Hi any update on this ? I try this idea. but the result is not good.I use fullband stft + subband stft + mel + adv loss combination and the predicted wave has artifact in a specific frequency bin. After 400K step, this artifact still does not disappear. I want to know if you still meet the same issue and whether you still use the mel loss as part of the generator loss ?
@nukes I trained it around 1 M and these artefacts band disappeared around 800k and quality is also good.
Good news! what i obeserve is that this artifacts appears periodically . Something like disappears in 300k, then appeears in 310k. Did you observe the same pattern ? And, do you use mel loss ?
@nukes Yes, after 800k that periodicity decreased and most of the time artifacts are less or none. Mel Loss throws an error because the generated audio exceeds the value of 1 which creates problem when we convert wav to mels for error calculation, its not often but sometimes it's throw an error mostly around 20k to 40k steps so I start training with mel loss, adv loss, STFT and sub STFT losses but around 20k when mel loss errors pops up I just comment mel loss and for remaining training I only used STFT, sub STFT losses with Adv loss.

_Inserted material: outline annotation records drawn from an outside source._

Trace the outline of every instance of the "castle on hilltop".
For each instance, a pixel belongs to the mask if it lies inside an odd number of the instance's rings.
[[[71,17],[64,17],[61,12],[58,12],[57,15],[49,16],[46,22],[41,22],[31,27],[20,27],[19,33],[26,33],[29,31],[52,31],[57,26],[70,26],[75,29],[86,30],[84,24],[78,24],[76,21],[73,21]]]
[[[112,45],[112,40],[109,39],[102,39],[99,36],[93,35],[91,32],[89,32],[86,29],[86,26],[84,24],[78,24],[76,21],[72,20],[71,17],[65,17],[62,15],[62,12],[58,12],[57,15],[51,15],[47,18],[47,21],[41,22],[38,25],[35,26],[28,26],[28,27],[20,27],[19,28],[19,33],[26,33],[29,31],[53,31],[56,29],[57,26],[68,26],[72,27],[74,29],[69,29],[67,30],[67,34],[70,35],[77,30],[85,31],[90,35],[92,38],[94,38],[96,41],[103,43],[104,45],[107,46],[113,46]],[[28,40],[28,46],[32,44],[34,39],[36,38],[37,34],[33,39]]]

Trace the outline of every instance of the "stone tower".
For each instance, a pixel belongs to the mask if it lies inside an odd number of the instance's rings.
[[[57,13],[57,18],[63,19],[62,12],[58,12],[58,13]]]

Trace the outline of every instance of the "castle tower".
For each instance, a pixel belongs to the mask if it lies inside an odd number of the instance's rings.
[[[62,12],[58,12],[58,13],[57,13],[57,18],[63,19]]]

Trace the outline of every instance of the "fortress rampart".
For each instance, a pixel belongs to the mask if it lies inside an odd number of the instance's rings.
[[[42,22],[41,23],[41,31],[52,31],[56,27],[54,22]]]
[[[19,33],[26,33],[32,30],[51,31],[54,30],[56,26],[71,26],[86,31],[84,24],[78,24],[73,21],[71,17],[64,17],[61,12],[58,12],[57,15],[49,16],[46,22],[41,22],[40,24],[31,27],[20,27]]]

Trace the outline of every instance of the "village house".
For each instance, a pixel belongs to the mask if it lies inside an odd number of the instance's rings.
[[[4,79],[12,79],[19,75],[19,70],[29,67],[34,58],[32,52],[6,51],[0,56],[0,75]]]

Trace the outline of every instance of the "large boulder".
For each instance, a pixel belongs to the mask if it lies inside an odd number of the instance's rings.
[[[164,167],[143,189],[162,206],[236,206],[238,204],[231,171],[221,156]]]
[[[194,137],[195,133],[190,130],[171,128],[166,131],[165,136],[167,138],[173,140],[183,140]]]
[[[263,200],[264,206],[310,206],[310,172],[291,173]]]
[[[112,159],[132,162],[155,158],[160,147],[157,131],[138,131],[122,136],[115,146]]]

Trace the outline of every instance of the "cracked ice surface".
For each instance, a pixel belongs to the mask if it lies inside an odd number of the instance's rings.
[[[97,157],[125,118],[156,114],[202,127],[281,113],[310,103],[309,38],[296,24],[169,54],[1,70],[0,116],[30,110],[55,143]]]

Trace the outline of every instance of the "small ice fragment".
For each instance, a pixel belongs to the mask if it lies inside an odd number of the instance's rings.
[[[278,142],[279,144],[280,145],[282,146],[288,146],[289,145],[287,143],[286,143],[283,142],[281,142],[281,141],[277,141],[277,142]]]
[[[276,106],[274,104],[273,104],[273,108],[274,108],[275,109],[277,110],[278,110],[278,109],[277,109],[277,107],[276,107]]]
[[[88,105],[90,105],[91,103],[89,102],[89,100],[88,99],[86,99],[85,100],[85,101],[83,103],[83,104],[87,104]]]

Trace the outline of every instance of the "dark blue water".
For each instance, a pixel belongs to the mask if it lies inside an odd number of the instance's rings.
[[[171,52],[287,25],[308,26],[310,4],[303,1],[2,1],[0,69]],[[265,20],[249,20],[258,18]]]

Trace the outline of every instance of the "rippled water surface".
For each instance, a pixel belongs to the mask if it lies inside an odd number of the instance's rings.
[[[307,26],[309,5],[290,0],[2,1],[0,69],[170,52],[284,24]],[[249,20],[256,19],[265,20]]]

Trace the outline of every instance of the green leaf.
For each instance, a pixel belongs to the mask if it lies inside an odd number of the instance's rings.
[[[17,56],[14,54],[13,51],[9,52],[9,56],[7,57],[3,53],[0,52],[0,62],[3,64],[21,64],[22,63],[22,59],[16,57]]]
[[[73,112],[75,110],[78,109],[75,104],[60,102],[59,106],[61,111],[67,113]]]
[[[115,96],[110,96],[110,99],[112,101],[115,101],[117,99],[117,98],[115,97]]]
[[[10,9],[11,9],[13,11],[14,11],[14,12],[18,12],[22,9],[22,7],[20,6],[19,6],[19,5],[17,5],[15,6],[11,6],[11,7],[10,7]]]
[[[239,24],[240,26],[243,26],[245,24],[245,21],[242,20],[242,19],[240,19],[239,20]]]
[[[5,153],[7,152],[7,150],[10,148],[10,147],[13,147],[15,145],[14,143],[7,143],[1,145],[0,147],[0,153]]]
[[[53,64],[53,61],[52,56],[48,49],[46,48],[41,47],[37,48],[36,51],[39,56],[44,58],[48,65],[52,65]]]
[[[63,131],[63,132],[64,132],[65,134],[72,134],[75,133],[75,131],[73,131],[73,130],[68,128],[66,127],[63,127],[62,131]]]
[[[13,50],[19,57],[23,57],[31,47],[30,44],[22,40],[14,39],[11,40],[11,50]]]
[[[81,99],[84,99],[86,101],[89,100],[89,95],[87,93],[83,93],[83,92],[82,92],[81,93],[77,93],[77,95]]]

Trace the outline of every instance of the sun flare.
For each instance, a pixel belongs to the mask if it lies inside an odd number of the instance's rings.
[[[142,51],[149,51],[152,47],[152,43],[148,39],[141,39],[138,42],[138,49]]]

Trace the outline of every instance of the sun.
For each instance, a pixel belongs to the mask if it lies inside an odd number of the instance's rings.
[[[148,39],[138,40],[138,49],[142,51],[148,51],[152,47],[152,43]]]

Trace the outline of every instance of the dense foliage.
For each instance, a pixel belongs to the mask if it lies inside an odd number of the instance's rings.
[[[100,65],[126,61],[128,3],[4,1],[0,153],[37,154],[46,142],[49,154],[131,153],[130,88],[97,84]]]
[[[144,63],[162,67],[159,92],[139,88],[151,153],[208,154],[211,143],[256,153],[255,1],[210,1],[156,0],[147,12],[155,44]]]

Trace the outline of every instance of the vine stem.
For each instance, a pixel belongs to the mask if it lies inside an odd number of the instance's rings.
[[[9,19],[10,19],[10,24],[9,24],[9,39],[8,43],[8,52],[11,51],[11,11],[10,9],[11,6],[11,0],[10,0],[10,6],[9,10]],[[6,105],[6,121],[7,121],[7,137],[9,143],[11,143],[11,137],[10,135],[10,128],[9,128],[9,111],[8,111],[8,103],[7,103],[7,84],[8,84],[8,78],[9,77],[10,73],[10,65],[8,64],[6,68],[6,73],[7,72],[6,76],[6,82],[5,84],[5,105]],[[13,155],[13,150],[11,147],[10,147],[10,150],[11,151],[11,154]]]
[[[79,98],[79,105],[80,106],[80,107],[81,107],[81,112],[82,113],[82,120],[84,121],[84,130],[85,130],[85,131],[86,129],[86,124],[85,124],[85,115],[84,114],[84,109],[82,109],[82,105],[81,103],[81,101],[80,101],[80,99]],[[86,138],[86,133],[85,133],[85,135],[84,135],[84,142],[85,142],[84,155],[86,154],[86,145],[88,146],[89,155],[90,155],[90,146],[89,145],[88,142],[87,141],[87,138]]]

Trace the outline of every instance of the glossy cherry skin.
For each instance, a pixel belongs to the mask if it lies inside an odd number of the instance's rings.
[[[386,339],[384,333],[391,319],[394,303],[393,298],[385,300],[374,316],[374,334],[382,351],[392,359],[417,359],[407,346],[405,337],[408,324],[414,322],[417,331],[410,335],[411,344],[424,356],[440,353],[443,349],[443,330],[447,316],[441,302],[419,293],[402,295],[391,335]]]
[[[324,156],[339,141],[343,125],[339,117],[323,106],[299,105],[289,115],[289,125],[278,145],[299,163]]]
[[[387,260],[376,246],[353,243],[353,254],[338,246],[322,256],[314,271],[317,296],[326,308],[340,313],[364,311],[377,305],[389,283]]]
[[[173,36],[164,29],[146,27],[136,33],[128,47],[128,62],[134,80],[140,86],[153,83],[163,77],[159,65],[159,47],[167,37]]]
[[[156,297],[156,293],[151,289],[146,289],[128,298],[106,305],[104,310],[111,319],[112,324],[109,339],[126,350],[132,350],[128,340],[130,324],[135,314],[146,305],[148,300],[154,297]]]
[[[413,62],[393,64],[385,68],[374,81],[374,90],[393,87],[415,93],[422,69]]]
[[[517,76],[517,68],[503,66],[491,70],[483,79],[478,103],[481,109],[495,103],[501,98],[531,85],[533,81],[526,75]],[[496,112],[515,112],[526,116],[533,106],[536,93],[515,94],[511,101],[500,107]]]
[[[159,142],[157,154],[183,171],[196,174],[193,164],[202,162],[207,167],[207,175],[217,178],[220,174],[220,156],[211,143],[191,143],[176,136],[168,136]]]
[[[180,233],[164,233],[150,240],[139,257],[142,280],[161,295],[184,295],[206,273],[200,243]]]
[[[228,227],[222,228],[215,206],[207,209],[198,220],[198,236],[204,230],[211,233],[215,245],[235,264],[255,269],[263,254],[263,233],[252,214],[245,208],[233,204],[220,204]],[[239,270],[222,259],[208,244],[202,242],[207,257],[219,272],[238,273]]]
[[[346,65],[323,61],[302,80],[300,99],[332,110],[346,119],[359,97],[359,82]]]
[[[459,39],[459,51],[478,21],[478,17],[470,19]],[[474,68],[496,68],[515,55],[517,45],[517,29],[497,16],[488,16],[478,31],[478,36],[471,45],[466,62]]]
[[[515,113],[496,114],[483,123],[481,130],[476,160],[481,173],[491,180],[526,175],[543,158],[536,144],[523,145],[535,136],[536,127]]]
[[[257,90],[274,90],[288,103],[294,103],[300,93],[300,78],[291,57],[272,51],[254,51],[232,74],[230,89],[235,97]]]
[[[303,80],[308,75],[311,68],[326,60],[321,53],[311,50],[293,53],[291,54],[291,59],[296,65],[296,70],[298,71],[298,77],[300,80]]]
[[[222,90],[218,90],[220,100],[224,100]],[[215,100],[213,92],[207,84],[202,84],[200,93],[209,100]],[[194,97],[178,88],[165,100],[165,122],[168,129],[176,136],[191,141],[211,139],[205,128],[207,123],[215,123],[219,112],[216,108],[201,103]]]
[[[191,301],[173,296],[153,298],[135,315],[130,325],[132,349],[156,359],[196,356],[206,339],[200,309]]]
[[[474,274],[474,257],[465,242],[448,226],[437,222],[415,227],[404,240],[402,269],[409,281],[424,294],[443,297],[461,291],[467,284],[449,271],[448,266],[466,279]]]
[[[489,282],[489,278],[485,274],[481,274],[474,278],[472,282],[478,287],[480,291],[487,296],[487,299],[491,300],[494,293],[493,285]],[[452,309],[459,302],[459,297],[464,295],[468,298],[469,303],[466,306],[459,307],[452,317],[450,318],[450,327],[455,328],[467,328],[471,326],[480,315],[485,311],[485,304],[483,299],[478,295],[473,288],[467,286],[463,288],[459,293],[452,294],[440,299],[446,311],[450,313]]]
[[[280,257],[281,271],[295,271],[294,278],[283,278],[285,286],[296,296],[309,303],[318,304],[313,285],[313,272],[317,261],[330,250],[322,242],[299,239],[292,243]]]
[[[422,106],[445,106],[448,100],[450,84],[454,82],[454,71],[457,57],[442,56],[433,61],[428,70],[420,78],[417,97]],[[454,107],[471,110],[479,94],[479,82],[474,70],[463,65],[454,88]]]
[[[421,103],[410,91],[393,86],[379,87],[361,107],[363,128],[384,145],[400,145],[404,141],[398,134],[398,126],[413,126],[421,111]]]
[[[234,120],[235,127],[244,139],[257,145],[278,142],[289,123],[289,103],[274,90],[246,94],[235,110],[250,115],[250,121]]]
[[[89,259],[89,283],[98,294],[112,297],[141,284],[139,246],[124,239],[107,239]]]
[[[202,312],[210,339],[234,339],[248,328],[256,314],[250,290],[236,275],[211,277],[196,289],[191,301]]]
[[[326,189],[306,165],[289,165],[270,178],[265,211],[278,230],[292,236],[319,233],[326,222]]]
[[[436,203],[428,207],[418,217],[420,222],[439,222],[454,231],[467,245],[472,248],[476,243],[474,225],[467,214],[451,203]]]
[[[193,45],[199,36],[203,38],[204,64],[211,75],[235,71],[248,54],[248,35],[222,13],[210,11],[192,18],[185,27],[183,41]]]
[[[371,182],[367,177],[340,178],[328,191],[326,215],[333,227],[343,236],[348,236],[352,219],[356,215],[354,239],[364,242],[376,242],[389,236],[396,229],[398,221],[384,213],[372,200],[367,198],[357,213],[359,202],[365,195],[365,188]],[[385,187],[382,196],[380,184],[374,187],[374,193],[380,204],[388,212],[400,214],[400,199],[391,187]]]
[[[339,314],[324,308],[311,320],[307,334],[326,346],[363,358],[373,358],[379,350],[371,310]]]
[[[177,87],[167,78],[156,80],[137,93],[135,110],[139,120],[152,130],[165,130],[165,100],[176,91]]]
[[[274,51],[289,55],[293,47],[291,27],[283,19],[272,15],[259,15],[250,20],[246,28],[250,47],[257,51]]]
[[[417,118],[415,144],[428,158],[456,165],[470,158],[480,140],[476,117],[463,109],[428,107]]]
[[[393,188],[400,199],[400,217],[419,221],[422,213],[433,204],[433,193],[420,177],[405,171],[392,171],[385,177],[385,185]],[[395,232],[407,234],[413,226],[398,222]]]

Got it! i am still training my model and i will let you know the result once to 800k.
Also do you think it is worthy to try MultiStepLR learning rate scheduler just like mb-melgan? I saw the subband loss fluctuates dramatically while the mb-melgan learning curve is much more smooth and the periodical artifact disappears around 300k-400k.
@nukes Yeah I have same thought on that.
Hi i try the idea "mb-hifigan", but the result is not good. At the high-frequncy bins, the structure is quite blurry, while the org-hifigan has a much better performance at high-freq bins. did you see the see result? org-hifigan: mb-hifigan:
hi,What's the result of mb-hifigan now?Is it better now?
Hi, Did you try the idea multiband hifigan?